Suddenly at least a few aspiring black filmmakers had an outlet for years' worth of pent-up creativity and anger at having been excluded by Hollywood for so long. Never mind that many blaxploitation flicks shamelessly mined racial stereotypes even as they raked in the bucks from largely black audiences. Many in those audiences were just glad to see so much black talent on the big screen. The remainder of the '70s saw the release of more than 200 movies with major black characters and themes, including 1972's controversial Superfly, a startlingly sympathetic portrait of a drug dealer directed by Gordon Parks, Jr., who died in a plane crash in 1979 at the age of 44 while scouting locations for a project.

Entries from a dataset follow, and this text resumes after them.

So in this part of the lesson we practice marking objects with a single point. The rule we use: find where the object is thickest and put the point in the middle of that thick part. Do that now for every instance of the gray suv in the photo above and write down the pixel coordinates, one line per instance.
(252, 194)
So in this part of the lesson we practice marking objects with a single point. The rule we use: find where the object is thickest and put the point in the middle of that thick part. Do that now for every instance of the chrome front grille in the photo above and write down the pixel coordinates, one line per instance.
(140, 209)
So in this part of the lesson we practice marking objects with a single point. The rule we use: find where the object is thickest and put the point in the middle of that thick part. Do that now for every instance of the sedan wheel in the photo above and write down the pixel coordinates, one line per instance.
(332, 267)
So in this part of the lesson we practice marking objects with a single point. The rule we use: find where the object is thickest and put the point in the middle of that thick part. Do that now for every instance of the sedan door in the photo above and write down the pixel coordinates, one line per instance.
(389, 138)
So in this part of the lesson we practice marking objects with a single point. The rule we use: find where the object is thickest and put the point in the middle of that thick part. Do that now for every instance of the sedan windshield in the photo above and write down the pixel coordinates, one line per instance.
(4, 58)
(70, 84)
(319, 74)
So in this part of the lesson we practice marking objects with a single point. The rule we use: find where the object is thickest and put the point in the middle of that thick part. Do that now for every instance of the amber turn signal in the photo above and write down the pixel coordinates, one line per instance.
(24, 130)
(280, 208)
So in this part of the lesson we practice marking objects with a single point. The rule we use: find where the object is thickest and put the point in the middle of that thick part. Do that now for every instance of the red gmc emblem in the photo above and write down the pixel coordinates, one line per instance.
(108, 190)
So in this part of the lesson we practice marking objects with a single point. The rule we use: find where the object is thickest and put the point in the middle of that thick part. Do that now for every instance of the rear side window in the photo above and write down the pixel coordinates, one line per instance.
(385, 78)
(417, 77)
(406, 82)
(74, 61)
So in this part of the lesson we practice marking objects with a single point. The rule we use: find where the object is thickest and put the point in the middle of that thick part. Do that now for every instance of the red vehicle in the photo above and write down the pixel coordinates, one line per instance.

After directing and scoring Shaft's Big Score! in 1972, Parks Sr. changed course again, directing the action movie The Super Cops in 1974. Two years later he made the critically acclaimed Leadbelly, a screen biography of legendary blues singer and guitarist Huddie Ledbetter, who spent a considerable chunk of his life in prison.

Although Parks made only a handful of movies in a multifaceted career spanning more than half a century, he has had a disproportionate influence as a filmmaker. Just as Jackie Robinson paved the way for black baseball players, Parks' legacy lives on in the works of black moviemakers as varied as Spike Lee, John Singleton, Bill Duke, Robert Townsend, and Keenen Ivory Wayans, whose I'm Gonna Git You Sucka was a hilarious but affectionate sendup of the sort of pictures Parks helped popularize.